Chinese state-sponsored threat actor Alloy Taurus has introduced a new variant of the PingPull malware, designed to target Linux systems, Palo Alto Networks said in its investigation. Along with the new variant, the researchers also identified another backdoor called Sword2033.
Alloy Taurus, a Chinese APT, has been active since 2012. The group conducts cyberespionage campaigns in Asia, Europe and Africa. The group is known to target telecommunications companies, but in recent years it has also been seen targeting financial and government institutions.
The first samples of the PingPull malware date back to September 2021. Palo Alto Networks researchers in June 2022 described the tool’s functionality and attributed it to Alloy Taurus. PingPull is a remote access Trojan that uses the Internet Control Message Protocol (ICMP) for command and control (C2) communications.
“The identification of a Linux variant of the PingPull malware, as well as the recent use of the Sword2033 backdoor, suggests that the group continues to develop its operations in support of its espionage activities,” Palo said Alto Networks in its research.
The new Linux variant of PingPull was identified in March. Currently, three out of 62 vendors found the sample to be malicious.
Linux variant of PingPull
The Linux variant of PingPull was identified based on matching HTTP communication structure, POST parameters, AES key, and C2 commands. It uses a statically linked OpenSSL library (OpenSSL 0.9.8e) to interact with the C2 domain over HTTPS, Palo Alto Networks said in its investigation.
“The payload expects server C2 to respond with data that is Base64-encoded ciphertext, encrypted with AES using P29456789A1234sS as the key. This is the same key we previously observed in the original Windows PE variant of PingPull,” the investigative report said.
The new variant of Linux is similar to the previous version of Windows in its functionalities. It allows attackers to list, read, write, copy, rename and delete files, as well as execute commands.
PingPull also shares some features, HTTP parameters, and command handlers with China Chopper’s web shell, which the researchers say indicates: “Alloy Taurus is using code they might be familiar with and is integrating it into the development of custom tools”. the report said.
The researchers also identified another Sword2033 backdoor. The process of communicating with Sword2033’s C2 is the same as the PingPull Linux variant. This backdoor performs three functions: upload a file to the system, download a file from the system, and execute a command.
Connection with South Africa and Nepal
Although the IP addresses of the C2 domains show no connection to the South African government, investigators said the domain name gives the impression of a connection to the South African military.
“The establishment of a C2 server that appears to impersonate the South African military is singularly remarkable when viewed in the context of recent events. In February 2023, South Africa joined Russia and China in participating in combined naval exercises,” Palo Alto said in its research.
Analyzing traffic on the Sword2033 C2 server, the researchers identified sustained connections coming from an IP hosting multiple subdomains for an organization funding long-term urban infrastructure development projects in Nepal.
“Alloy Taurus remains an active threat to telecommunications, finance and government organizations in Southeast Asia, Europe and Africa,” the research report said. To protect themselves, organizations must focus on improving network security, endpoint security and security automation, Palo Alto Networks added.
Copyright © 2023 IDG Communications, Inc.
Ikaroa, a full-stack tech company, is paying attention to the latest cyber security news. Recently, Chinese hackers have released a Linux variant of the PingPull malware.

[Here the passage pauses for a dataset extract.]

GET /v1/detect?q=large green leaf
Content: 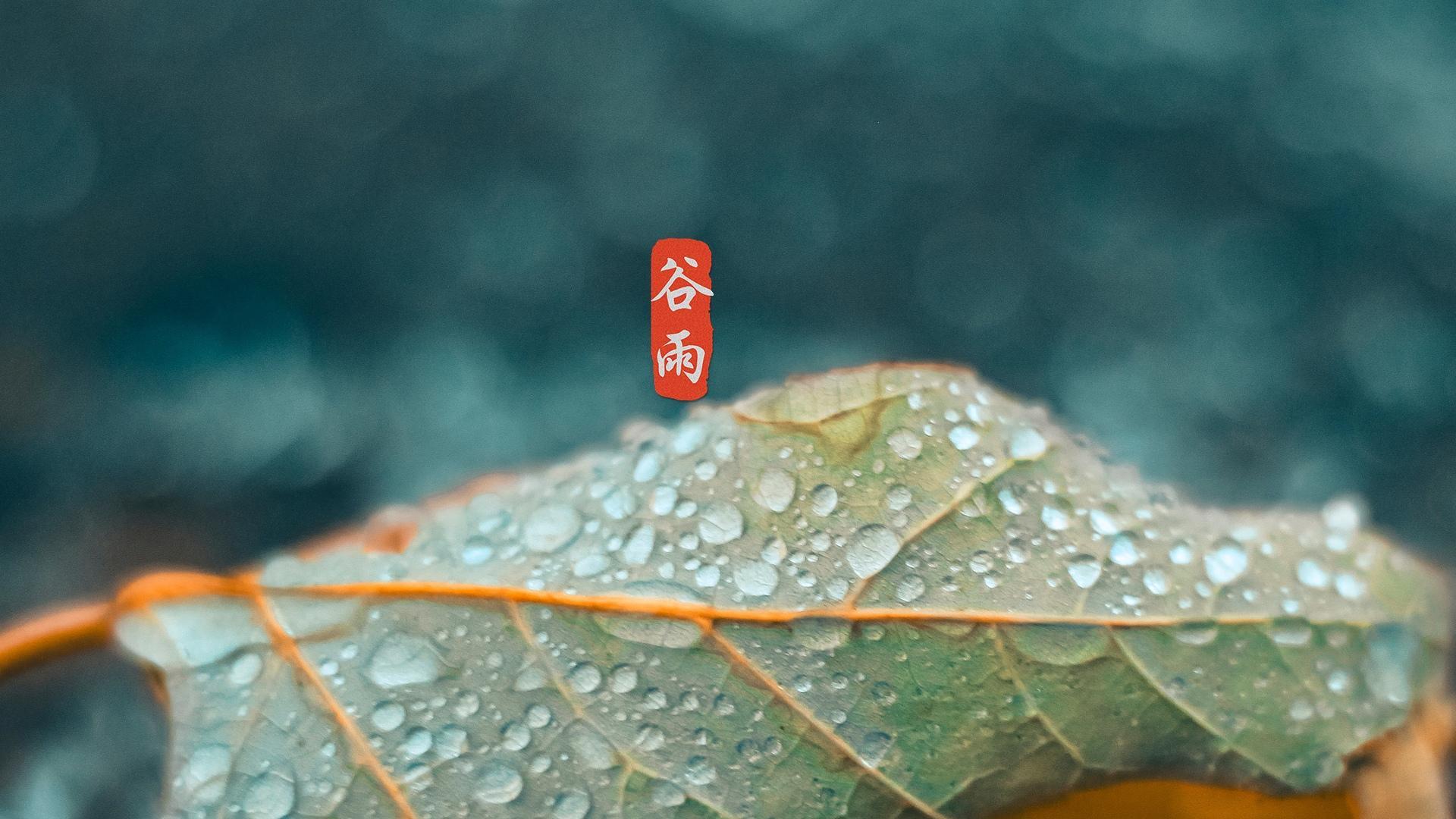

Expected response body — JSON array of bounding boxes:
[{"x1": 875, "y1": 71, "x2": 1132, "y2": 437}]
[{"x1": 110, "y1": 366, "x2": 1446, "y2": 819}]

The fileless payload became known as “PingPull” after researchers noted the malware used two HTTP-based POST requests with the commands “ping” and “pull” to check communication between a malicious command and control (C2) server and its target. It was initially seen being used by attackers to spy on Windows systems, but researchers have recently discovered a version that can infect Linux systems as well.
This version of PingPull is also fileless. It uses Bash, a native command-line interface for Unix-based systems, and SSH protocol to carry out its malicious activities, like downloading new components and running arbitrary commands on the compromised machine remotely. The malware is able to exploit known bugs in the Linux kernel for privilege escalation, allowing it to gain high-level access on the victim’s machine.
This new spike in PingPull’s malicious activities should be taken seriously, as it could be used for more than espionage. The malware is capable of harvesting passwords, installing backdoor programs and carrying out other malicious activities.
At Ikaroa, we consider cyber security to be of utmost importance. We recommend that Linux users ensure their systems are up to date and running the latest security patches in order to protect themselves from threats like PingPull. They should also use reputable antivirus and anti-malware products to help detect and eliminate threats.